I have been pointed today by my friend and brilliant scientist Giorgio Gilestro to an interesting blog post of his on how science should change. My reaction was “This is really really interesting and raises a lot of fundamental issues; yet I disagree almost entirely.” However 1)it’s really good food for thought and 2)you can’t understand the post if you don’t read it, so, well, please read it now before continuing (I will quote relevant parts to which I answer but, still, makes more sense to read it).
Ready? Ok, here is my first part of responses. More will follow: the points Giorgo raises are many and, well, synthesis is not my strength.
We want group managers and we want to acknowledge them.
Giorgio’s post reflects a common but mistaken frustration of the young researcher: the apparently “cerimonial” group leader role and the fury at him getting an undeserved merit. He writes:
[PhD students or postdocs] are the ones who do the work, without doubts. In many cases, they are the ones who do the entire work not only without their boss, but even despite the boss. […] The principal investigator [..] will spend all of their time writing grants to be funded, speaking at conferences about work they didn’t do, writing or merely signing papers. […]

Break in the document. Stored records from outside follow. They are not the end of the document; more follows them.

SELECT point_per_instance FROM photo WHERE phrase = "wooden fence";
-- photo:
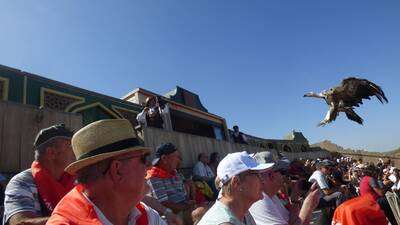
(19, 125)
(191, 145)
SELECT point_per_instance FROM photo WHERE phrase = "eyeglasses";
(144, 158)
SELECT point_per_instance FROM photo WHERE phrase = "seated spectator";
(395, 179)
(32, 195)
(331, 197)
(214, 161)
(369, 185)
(270, 210)
(238, 176)
(201, 169)
(110, 168)
(154, 113)
(238, 137)
(166, 186)
(202, 172)
(361, 210)
(3, 184)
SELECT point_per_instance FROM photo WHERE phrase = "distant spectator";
(32, 195)
(214, 161)
(154, 113)
(3, 183)
(238, 176)
(238, 137)
(201, 169)
(331, 197)
(361, 210)
(166, 185)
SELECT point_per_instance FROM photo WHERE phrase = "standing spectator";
(203, 173)
(369, 185)
(166, 185)
(154, 113)
(31, 195)
(3, 183)
(110, 168)
(201, 169)
(239, 178)
(270, 210)
(214, 161)
(238, 137)
(331, 197)
(361, 210)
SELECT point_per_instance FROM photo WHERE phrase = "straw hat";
(101, 140)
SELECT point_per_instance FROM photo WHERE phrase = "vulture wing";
(354, 90)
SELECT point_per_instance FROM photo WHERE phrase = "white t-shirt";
(269, 211)
(202, 170)
(320, 178)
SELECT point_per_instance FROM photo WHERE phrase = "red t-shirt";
(367, 185)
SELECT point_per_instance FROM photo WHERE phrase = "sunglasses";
(144, 158)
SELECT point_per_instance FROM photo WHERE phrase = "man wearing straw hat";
(110, 168)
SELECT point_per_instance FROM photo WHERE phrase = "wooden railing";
(191, 145)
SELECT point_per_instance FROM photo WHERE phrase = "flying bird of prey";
(348, 95)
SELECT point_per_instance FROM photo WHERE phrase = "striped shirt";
(21, 195)
(167, 189)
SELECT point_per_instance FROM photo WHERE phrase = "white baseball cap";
(236, 163)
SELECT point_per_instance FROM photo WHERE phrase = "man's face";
(326, 170)
(133, 171)
(174, 159)
(272, 180)
(63, 152)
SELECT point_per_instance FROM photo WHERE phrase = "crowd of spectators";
(102, 174)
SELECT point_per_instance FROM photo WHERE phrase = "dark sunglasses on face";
(144, 158)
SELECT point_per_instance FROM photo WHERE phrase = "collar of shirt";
(135, 213)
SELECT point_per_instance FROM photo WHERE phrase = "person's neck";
(239, 208)
(104, 199)
(52, 167)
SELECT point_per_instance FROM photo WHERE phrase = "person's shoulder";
(23, 178)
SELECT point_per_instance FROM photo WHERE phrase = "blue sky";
(250, 61)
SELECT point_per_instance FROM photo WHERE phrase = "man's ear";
(115, 171)
(50, 152)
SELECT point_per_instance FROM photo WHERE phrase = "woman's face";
(251, 186)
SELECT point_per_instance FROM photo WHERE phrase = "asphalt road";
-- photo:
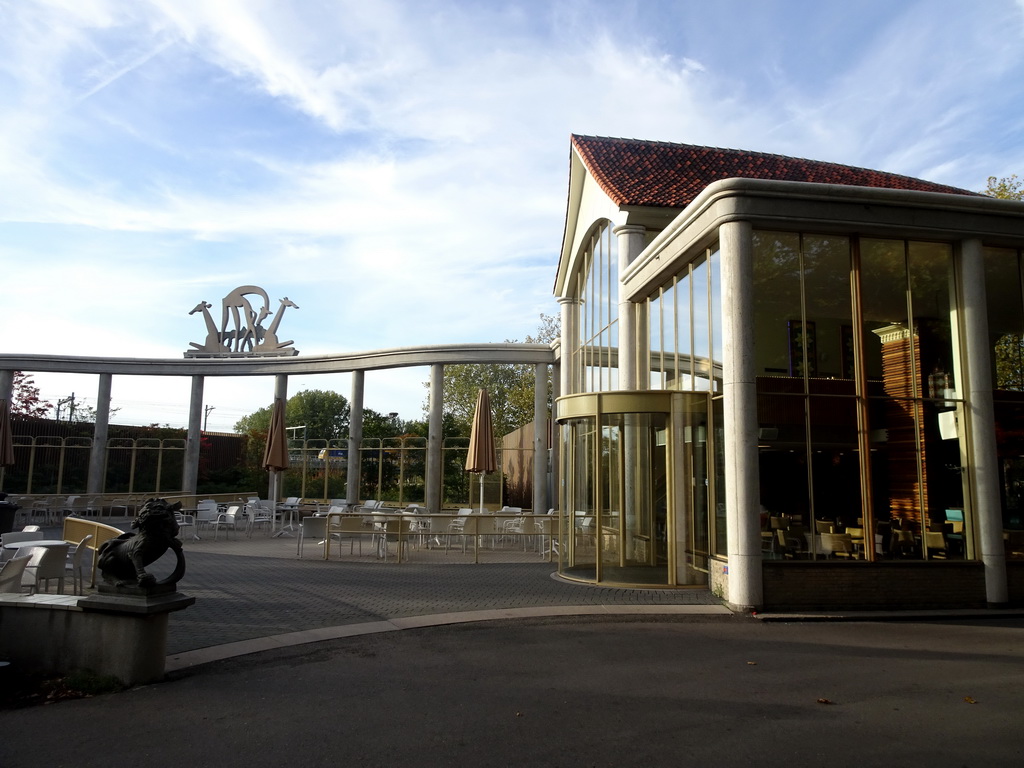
(596, 691)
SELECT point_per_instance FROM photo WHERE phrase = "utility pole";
(70, 401)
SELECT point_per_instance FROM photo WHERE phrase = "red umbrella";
(481, 458)
(275, 454)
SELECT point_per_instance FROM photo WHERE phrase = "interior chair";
(935, 542)
(206, 514)
(547, 528)
(73, 563)
(17, 537)
(45, 564)
(260, 513)
(11, 572)
(396, 530)
(312, 527)
(839, 545)
(224, 520)
(185, 521)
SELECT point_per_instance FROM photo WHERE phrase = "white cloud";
(394, 166)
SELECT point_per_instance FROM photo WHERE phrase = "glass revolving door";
(627, 487)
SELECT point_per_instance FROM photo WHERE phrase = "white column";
(189, 473)
(981, 416)
(97, 456)
(280, 391)
(541, 438)
(570, 337)
(740, 417)
(354, 438)
(631, 241)
(435, 461)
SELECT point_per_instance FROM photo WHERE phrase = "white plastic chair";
(45, 564)
(312, 527)
(11, 572)
(224, 520)
(73, 563)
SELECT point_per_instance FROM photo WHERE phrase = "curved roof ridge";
(636, 172)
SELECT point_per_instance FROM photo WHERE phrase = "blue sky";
(366, 159)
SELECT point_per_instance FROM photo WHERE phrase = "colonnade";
(435, 357)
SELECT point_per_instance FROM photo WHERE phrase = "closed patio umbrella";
(275, 454)
(481, 458)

Let us not bother with the scientific contribution of a group leader (which often, even if subtle, is not negligible). Just the fact that there is a guy that writes grants to get funding to give me resources to make my job should be fully recognized. Writing grant applications is one of the worst chores of the scientist routine. This alone makes the role of group leader fundamental: there is someone who takes care of funding (and all the PR along with it) while I can do work. And this someone, by funding a group, can fund stuff that a single person or small group of students would never realistically have (does every biophysicist have to apply to fund purchase of his own personal 900 MHz NMR? Think about it while I laugh.) I am already overwhelmed by the fact of having to write (lots of) applications to get a wage. We can’t expect a scientist to micromanage everything: this is simply not humanly possible.
Also, going to conferences presenting your work is not something to despise: they’re making advertising of your stuff, after all. You can do it yourself, for sure, but chances are that he has already the right personal connections, that he knows better than you how to do the PR spin etc.etc. -and in any case, advertising rarely hurts. They can also put it in better context with the rest of the group work. The same for review writing and paper writing.
Everybody knows that it’s the Ph.D. or postdoc as first 1-2 authors who did most of the job, so the issue of having the group leaders signing your papers seems moot to me. The recent timid trend of introducing statements of the effective contributions in scientific papers should only help in making clear what is already obvious.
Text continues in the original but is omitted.